La récente nomination, le 28 novembre, de l'historien indien Sanjay Subrahmanyam, auteur d'une grande biographie critique de Vasco de Gama (Alma, 2012), à la chaire d'histoire globale de la première modernité, au Collège de France, est un événement académique qui marque ce tournant scientifique et politique.

Et la revue Esprit a eu la bonne idée de prendre acte de l'ampleur et des débats soulevés par l'avènement de cette histoire mondialisée. Professeur à l'université Paris-VIII, Philippe Minard revient sur la pluralité des « histoires connectées », soucieuses d'étudier des aires géographiques délaissées par l'historiographie ethnocentrée.

Connectées à la manière des électriciens, explique-t-il, qui se branchent sur des canaux intercontinentaux, sur la pluralité des mondes et l'hybridation des regards, à rebours du « resserrement hexagonal » des études historiques françaises qui s'opéra selon lui au milieu des années 1970. Ces historiographies décentrées nous permettent d'en finir avec « la thèse éculée du miracle occidental », assure Romain Bertrand, auteur de L'Histoire à parts égales (Seuil, 2011).

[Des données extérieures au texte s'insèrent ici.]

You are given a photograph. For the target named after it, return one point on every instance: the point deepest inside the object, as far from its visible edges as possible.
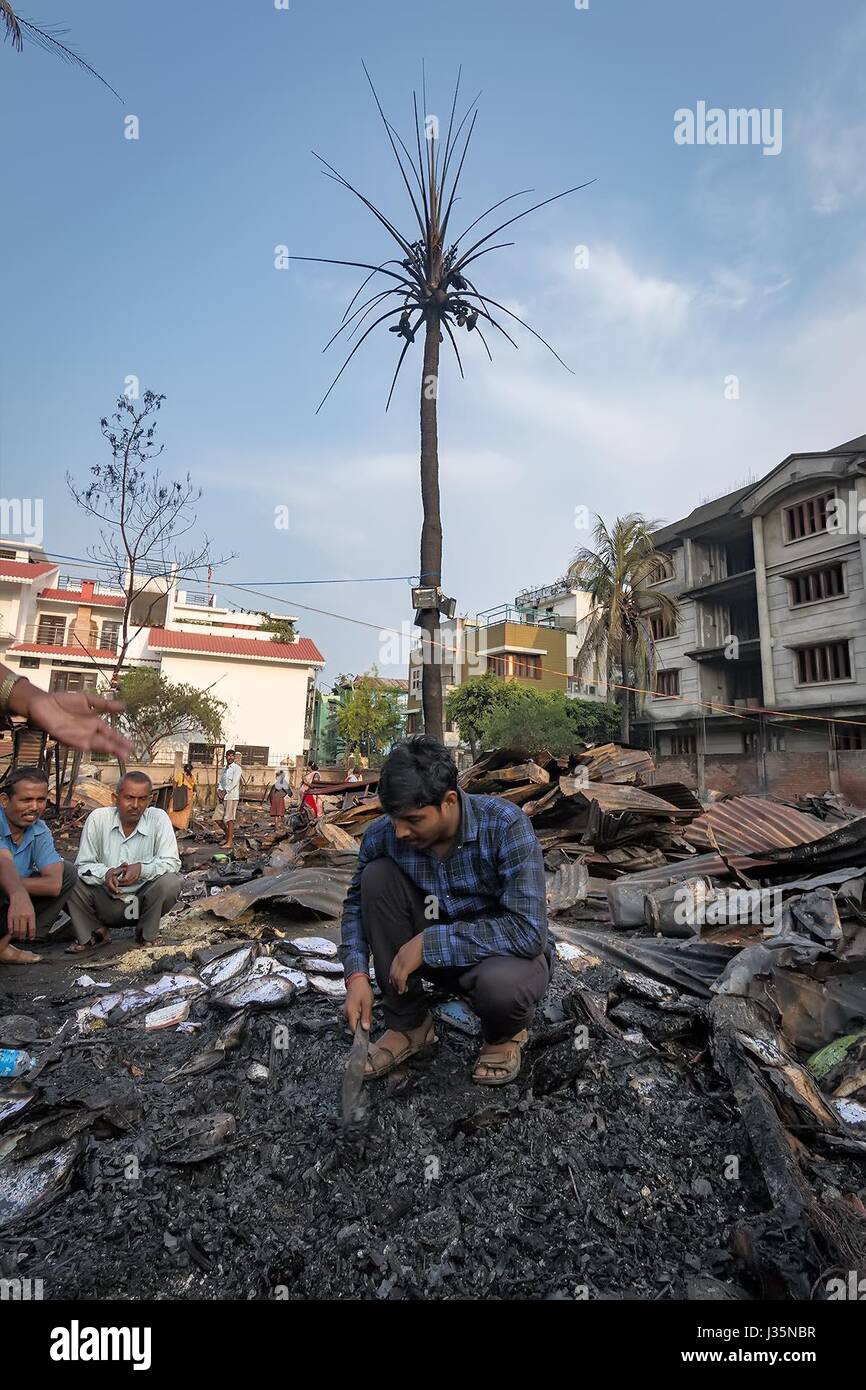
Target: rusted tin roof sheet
(749, 824)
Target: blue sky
(154, 257)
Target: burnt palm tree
(617, 571)
(43, 38)
(428, 289)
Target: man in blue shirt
(34, 880)
(448, 888)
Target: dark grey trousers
(47, 909)
(91, 905)
(502, 990)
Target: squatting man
(128, 868)
(449, 888)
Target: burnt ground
(599, 1173)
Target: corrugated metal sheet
(751, 824)
(323, 890)
(617, 797)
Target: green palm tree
(617, 571)
(43, 38)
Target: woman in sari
(278, 794)
(182, 798)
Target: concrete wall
(670, 655)
(788, 774)
(520, 637)
(266, 704)
(837, 619)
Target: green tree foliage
(159, 708)
(281, 628)
(470, 705)
(548, 722)
(369, 717)
(617, 571)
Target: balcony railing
(198, 599)
(505, 613)
(531, 598)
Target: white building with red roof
(64, 634)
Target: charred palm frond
(430, 273)
(47, 38)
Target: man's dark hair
(417, 772)
(134, 776)
(22, 774)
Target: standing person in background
(309, 801)
(182, 798)
(280, 791)
(228, 792)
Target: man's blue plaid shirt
(489, 888)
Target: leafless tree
(428, 287)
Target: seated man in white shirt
(128, 868)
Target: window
(830, 662)
(683, 744)
(816, 585)
(205, 755)
(52, 631)
(110, 638)
(74, 680)
(806, 517)
(662, 626)
(252, 754)
(663, 570)
(774, 741)
(516, 663)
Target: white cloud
(623, 293)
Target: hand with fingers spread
(71, 717)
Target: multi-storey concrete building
(64, 634)
(768, 656)
(533, 642)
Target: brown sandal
(506, 1057)
(100, 937)
(414, 1044)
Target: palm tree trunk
(626, 697)
(431, 530)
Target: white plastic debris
(314, 945)
(327, 984)
(227, 966)
(167, 1016)
(267, 965)
(317, 965)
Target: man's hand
(21, 915)
(72, 717)
(407, 959)
(359, 1002)
(113, 880)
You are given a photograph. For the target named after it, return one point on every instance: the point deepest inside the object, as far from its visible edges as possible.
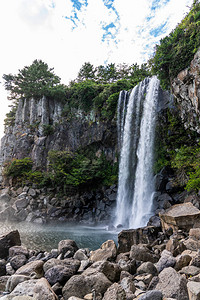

IL Y A DU SPIRITUEL DANS L'HISTOIRE ÉCONOMIQUE

Et de découvrir notamment que le capitalisme n'est pas une invention européenne, car la Chine des Ming et des Qing a connu un « investissement marchand » aussi important que l'Europe de l'Ouest et du Nord.

Cette approche globalisée permit à Sanjay Subrahmanyam de montrer que le célèbre navigateur portugais Vasco de Gama n'avait pas ouvert seul la route des Indes, mais avait pénétré un dense bassin d'échanges fluvial et commercial, qu'il y a du spirituel dans l'histoire économique, à l'image de ces moussaillons commerçants récitant cantiques sur cantiques sur les mers entre Lisbonne et Goa.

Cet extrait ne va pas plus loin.